Depuis, les paramilitaires ont mené des attaques près la frontière tchadienne où se trouve notamment Kernoi. Ils ont surtout dirigé leur offensive au Kordofan voisin, région centrale stratégique qui se trouve sur l'axe entre le Darfour et la capitale Khartoum, que l'armée a reprise en mars.

Les FSR encerclent notamment la ville d'el-Obeid, capitale du Kordofan-Nord, où le courant a été coupé dimanche après une frappe de drone qui a visé sa centrale électrique, selon la compagnie d'électricité nationale.

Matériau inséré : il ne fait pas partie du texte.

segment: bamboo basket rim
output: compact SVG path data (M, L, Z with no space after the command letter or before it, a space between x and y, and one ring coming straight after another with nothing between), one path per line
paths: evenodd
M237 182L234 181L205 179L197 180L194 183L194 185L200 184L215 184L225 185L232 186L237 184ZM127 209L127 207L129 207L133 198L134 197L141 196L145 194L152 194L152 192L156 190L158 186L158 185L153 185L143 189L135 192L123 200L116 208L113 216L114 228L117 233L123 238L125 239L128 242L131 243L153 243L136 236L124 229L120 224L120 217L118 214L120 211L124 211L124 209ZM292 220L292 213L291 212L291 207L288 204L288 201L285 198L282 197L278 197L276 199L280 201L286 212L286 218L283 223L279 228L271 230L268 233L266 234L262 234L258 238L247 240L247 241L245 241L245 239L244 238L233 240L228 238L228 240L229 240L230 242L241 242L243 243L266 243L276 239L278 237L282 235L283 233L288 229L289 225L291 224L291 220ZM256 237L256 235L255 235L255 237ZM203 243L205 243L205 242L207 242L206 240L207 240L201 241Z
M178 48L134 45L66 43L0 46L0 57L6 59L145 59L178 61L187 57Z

"La centrale d'el-Obeid a été la cible à l'aube d'une attaque de drones qui a provoqué un incendie (...) entraînant l'interruption de l'alimentation électrique", a déclaré l'entreprise Soudan Electricité, précisant que la défense civile tentait de maîtriser l'incendie. Elle a imputé l'attaque à la "milice", en référence aux FSR.

Le 31 décembre, des forces alliées à l'armée avaient annoncé la reprise aux FSR de plusieurs villes situées au sud d'el-Obeid.

Selon une source militaire, cette progression pourrait ouvrir la route entre el-Obeid et Dilling", une ville assiégée par les FSR du Kordofan-Sud, tout comme la capitale Kadougli.

Depuis mi-décembre, plus de 11.000 personnes ont fui les régions du Kordofan-Sud et Kordofan-Nord "en raison d'une recrudescence des violences", selon l'Organisation internationale pour les migrations (OIM).

Le conflit au Soudan a fait plusieurs dizaines de milliers de morts, déraciné des millions de personnes et provoqué ce que l'ONU qualifie de "pire crise humanitaire au monde".

Les différentes tentatives de médiation pour mettre fin aux combats ont échoué.